Annith was a complex character. She was never picked for missions, despite being trained as an assassin and excelling in just about every category. She completed every task well, even the minor ones. She’d grown up in the convent, but knew better than to blindly follow the leaders, as the first abbess was cruel to her. She spent time carefully eavesdropping, especially since she wasn’t receiving correspondence from Ismae and wanted to hear word of what was happening with the duchess.
When Annith ran away, she was faced with some pretty tough decisions and her journey after leaving helped shape her. She frequently questioned whether she was being selfish or if the convent was bending Mortain’s will into their own. She felt loyal to Mortain, regardless, but knew she was being suffocated in the convent. I loved the way she reflected and questioned her own motives. She was fierce and amazing, but those moments of reflection showed me that she cared a lot about doing the right thing.
Along her journey, she ended up riding with the hellequin, the scary riders of nightmares who hunt lost souls.
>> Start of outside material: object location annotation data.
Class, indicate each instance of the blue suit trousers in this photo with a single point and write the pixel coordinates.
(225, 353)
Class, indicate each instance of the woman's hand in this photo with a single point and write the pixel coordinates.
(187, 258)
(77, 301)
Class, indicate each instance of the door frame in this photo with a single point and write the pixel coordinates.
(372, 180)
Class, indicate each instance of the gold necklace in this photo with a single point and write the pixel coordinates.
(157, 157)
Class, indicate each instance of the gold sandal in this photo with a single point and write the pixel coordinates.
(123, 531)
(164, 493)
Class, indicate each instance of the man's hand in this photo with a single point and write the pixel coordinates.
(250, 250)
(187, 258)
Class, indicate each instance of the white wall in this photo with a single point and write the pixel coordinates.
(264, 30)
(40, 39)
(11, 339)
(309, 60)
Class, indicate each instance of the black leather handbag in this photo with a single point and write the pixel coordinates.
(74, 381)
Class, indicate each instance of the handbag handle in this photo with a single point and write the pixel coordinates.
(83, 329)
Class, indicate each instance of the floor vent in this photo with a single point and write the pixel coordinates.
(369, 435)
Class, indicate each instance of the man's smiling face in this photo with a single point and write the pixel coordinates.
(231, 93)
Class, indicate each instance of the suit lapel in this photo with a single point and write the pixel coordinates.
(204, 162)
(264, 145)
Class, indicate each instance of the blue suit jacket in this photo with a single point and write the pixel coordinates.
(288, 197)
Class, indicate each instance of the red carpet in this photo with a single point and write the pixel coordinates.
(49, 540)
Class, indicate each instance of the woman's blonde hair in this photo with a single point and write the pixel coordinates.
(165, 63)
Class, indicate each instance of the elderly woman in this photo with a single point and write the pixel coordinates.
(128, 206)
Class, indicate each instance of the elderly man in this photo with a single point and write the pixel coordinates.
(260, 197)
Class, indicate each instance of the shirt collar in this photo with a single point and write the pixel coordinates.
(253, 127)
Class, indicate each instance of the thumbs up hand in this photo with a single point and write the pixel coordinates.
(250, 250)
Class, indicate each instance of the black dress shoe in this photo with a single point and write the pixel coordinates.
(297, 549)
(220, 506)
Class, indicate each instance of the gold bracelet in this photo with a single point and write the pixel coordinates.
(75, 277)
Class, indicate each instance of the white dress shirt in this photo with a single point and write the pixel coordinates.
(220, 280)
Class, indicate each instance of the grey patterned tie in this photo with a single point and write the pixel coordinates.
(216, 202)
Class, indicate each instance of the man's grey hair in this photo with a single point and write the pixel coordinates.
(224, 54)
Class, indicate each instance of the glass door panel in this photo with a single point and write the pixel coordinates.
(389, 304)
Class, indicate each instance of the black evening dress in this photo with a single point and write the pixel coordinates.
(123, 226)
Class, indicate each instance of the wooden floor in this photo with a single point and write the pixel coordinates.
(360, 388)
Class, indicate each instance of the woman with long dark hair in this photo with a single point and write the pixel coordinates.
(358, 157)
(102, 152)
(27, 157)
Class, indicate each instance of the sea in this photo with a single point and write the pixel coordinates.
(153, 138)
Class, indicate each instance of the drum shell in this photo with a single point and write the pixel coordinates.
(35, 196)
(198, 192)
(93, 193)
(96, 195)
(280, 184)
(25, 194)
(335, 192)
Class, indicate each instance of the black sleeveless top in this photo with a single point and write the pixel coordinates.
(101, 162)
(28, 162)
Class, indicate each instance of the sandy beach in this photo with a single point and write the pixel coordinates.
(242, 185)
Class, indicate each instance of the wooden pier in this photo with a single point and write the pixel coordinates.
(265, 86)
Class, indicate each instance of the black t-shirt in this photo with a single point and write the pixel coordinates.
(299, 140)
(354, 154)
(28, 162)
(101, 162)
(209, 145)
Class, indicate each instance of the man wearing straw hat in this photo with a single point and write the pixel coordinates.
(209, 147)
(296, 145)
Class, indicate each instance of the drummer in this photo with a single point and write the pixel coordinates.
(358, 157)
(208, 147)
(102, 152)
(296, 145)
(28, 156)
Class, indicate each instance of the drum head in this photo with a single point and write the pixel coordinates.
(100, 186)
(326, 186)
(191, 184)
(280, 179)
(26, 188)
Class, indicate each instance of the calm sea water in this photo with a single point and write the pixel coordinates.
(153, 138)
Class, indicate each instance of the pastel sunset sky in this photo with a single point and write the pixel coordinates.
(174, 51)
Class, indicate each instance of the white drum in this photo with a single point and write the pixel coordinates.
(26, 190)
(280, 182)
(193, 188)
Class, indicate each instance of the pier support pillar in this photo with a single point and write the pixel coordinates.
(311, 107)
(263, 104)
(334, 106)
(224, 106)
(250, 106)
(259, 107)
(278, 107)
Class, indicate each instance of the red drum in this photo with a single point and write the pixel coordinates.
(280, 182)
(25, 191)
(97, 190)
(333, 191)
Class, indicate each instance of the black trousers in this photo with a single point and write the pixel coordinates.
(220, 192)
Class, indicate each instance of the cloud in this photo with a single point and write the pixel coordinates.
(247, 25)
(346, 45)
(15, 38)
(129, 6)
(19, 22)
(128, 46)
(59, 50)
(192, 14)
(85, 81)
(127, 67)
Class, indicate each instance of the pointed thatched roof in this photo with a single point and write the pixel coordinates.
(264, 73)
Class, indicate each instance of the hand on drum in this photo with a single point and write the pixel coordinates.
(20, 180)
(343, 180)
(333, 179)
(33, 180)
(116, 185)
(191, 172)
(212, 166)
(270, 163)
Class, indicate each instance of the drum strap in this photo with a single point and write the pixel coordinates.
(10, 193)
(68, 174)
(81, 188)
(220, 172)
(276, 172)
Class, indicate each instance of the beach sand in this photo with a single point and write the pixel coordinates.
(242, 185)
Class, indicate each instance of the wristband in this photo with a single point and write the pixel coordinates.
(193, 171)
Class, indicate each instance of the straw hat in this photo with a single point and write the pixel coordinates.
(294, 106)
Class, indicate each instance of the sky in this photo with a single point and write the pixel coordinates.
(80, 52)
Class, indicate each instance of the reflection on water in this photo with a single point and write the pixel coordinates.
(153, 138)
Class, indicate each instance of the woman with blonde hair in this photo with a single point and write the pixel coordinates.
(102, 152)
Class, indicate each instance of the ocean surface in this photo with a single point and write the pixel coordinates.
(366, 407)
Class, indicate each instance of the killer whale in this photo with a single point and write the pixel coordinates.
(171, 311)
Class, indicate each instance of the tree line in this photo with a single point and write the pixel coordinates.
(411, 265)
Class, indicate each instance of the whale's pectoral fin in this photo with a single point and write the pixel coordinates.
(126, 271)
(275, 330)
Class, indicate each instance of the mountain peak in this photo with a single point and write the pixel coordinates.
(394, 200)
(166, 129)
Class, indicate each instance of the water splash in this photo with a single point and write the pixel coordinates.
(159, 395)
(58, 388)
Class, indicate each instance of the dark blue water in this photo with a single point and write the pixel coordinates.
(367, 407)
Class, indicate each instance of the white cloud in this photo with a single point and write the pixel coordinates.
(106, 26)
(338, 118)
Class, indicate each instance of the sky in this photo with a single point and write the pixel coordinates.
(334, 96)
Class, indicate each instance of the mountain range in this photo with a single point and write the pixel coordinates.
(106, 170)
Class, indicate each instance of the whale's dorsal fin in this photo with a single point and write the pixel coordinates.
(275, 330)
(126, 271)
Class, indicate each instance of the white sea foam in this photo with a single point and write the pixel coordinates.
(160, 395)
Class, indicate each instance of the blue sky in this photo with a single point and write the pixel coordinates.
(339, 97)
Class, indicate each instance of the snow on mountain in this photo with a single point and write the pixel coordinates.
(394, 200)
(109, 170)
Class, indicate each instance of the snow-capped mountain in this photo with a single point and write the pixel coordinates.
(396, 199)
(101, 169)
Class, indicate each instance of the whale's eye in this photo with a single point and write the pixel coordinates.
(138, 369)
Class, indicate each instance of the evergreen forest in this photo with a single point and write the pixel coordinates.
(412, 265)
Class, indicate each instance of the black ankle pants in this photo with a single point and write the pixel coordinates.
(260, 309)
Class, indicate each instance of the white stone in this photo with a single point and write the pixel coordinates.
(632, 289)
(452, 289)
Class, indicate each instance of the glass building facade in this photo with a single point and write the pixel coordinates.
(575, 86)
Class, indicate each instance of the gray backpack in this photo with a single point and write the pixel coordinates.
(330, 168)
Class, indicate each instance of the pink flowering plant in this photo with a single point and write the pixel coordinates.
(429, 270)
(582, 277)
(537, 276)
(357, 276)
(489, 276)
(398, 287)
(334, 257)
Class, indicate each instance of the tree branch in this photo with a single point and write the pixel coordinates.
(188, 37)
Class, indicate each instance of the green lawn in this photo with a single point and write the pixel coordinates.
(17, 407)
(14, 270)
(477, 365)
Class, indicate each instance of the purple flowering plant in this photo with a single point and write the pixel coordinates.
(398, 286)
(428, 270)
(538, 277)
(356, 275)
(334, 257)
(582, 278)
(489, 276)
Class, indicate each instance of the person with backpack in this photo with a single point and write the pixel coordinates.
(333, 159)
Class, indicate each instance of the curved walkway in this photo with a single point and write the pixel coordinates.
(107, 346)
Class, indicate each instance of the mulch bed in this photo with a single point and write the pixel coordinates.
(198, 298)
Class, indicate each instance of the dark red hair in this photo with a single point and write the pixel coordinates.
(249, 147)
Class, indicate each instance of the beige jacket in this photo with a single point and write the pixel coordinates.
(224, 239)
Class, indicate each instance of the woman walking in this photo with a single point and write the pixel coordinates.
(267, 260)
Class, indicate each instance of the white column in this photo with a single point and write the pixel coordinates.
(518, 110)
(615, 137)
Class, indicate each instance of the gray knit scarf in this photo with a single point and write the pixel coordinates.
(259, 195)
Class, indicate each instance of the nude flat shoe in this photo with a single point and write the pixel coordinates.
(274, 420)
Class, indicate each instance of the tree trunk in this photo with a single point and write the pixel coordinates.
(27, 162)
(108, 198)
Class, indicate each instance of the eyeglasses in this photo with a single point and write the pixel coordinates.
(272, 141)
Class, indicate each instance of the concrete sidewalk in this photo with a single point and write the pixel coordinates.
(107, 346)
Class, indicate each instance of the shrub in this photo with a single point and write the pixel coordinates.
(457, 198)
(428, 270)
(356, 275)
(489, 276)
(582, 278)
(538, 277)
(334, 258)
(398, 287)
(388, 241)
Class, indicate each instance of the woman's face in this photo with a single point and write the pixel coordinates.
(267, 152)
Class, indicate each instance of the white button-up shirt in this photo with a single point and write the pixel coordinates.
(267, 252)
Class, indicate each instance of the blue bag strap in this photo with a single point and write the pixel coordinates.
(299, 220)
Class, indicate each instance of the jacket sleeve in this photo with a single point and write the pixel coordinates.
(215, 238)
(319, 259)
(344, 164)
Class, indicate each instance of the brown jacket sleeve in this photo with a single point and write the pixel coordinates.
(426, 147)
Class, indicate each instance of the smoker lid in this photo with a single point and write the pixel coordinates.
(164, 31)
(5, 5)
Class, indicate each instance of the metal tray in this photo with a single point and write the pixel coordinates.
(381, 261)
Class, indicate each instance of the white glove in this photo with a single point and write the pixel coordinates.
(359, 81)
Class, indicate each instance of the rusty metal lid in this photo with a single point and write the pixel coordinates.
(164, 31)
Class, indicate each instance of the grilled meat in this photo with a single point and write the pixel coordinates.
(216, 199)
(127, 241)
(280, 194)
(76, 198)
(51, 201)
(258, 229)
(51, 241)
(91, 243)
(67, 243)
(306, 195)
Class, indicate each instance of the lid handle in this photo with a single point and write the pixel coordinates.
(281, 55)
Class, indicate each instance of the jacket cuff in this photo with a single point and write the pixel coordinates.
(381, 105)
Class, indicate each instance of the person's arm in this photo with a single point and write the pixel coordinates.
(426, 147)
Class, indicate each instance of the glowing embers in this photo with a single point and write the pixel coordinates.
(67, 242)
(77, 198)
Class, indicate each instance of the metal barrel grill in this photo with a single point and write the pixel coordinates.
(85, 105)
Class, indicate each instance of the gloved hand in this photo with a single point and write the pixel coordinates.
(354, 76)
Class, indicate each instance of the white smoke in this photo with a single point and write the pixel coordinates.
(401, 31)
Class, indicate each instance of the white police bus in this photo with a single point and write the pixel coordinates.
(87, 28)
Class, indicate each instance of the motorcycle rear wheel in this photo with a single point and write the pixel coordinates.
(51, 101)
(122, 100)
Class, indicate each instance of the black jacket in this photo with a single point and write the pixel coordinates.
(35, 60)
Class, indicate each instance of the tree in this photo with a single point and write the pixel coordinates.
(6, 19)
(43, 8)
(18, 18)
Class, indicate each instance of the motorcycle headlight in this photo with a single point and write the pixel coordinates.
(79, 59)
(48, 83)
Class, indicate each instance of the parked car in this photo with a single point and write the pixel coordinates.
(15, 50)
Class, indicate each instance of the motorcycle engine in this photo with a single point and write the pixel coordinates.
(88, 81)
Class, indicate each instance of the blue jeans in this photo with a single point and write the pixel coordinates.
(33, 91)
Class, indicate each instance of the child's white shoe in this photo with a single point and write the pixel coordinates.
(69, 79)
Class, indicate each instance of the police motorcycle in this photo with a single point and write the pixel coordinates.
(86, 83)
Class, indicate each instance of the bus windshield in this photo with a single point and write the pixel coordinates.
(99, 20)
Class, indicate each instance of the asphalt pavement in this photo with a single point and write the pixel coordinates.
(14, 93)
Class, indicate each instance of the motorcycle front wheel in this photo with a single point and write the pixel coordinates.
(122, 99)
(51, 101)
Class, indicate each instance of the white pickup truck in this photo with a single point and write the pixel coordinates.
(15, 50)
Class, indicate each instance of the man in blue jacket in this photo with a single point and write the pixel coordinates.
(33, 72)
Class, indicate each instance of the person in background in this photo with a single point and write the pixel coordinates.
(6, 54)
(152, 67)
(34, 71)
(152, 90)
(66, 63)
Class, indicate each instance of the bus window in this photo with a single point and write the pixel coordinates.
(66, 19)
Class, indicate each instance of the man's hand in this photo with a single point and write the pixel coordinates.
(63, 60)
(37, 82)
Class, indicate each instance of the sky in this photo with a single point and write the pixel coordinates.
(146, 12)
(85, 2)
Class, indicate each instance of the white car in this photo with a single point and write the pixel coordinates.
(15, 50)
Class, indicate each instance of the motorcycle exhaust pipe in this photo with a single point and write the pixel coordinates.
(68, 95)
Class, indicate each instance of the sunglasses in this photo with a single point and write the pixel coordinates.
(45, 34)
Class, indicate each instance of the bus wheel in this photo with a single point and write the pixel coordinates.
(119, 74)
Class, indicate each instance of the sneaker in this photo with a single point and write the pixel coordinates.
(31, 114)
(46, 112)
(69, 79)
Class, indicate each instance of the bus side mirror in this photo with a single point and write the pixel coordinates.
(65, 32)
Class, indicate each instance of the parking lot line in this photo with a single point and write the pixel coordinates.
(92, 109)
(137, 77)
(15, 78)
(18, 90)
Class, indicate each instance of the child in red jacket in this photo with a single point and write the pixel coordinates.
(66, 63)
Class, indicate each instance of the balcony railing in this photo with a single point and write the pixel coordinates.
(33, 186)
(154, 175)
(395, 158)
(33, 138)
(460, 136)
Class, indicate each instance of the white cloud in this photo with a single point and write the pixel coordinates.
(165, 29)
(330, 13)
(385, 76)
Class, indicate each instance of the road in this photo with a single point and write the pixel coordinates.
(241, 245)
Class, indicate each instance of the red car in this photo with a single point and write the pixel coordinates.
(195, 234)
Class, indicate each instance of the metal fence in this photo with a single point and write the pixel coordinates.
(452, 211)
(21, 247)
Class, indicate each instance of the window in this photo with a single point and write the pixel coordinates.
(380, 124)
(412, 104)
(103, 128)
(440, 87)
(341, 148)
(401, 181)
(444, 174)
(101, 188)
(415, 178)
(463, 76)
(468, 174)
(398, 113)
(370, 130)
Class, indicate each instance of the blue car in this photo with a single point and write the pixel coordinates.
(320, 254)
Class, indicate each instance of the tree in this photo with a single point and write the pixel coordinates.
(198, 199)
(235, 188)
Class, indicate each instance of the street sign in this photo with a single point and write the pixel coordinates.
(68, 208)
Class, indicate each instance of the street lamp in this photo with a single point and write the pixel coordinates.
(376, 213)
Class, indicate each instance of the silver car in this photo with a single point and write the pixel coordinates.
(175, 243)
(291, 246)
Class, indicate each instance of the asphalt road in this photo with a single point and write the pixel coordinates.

I loved her adventures with them and the way it gave Annith some perspective. They weren’t the people of nightmares, but souls aching for redemption and escorting other lost souls to their resting place. I think Mortal Heart was so enjoyable to me because it dealt a lot more with Mortain and the idea of death. In most mythology, I’ve always sympathized with the god of Death because death isn’t necessarily a terrible and horrifying thing, but a necessary one and sometimes a good thing. He is not evil, merely doing his job and sometimes providing mercy. This book explored that concept a little more and I enjoyed that a lot.
I feel like I can’t give any more of the story away. Annith’s own adventures lead her to find out many truths about herself that she did not know before. She uncovered secrets about herself, the convent, and the gods themselves. She did reconnect with Ismae and Sybella and was crucial to coming up with a viable solution for the duchess. She grew so much from the beginning to the end and became my favorite character. The conclusion was satisfying, epic, and full of action.
I loved the way the author mixed true historical events, even details like the way Christianity was coming into the independent areas and how they were finding ways to include the old gods (such as making them Saints) to help convert the inhabitants, with a fantasy story full of supernatural elements on the same timeline. Any historical inaccuracies were pointed out in the author’s notes at the end and I was happy with how well it all blended together with the fantasy.
As a lover of history, fantasy, and mythology, the His Fair Assassin trilogy appealed to me and I highly recommend it. This is one of those young adult fantasies that I would recommend to people who might scoff at YA. It never lingers very long on the romance or the wants of the teenage narrator, but instead throws major obstacles in their way, along with the political plot. It’s a must read for any fantasy lover.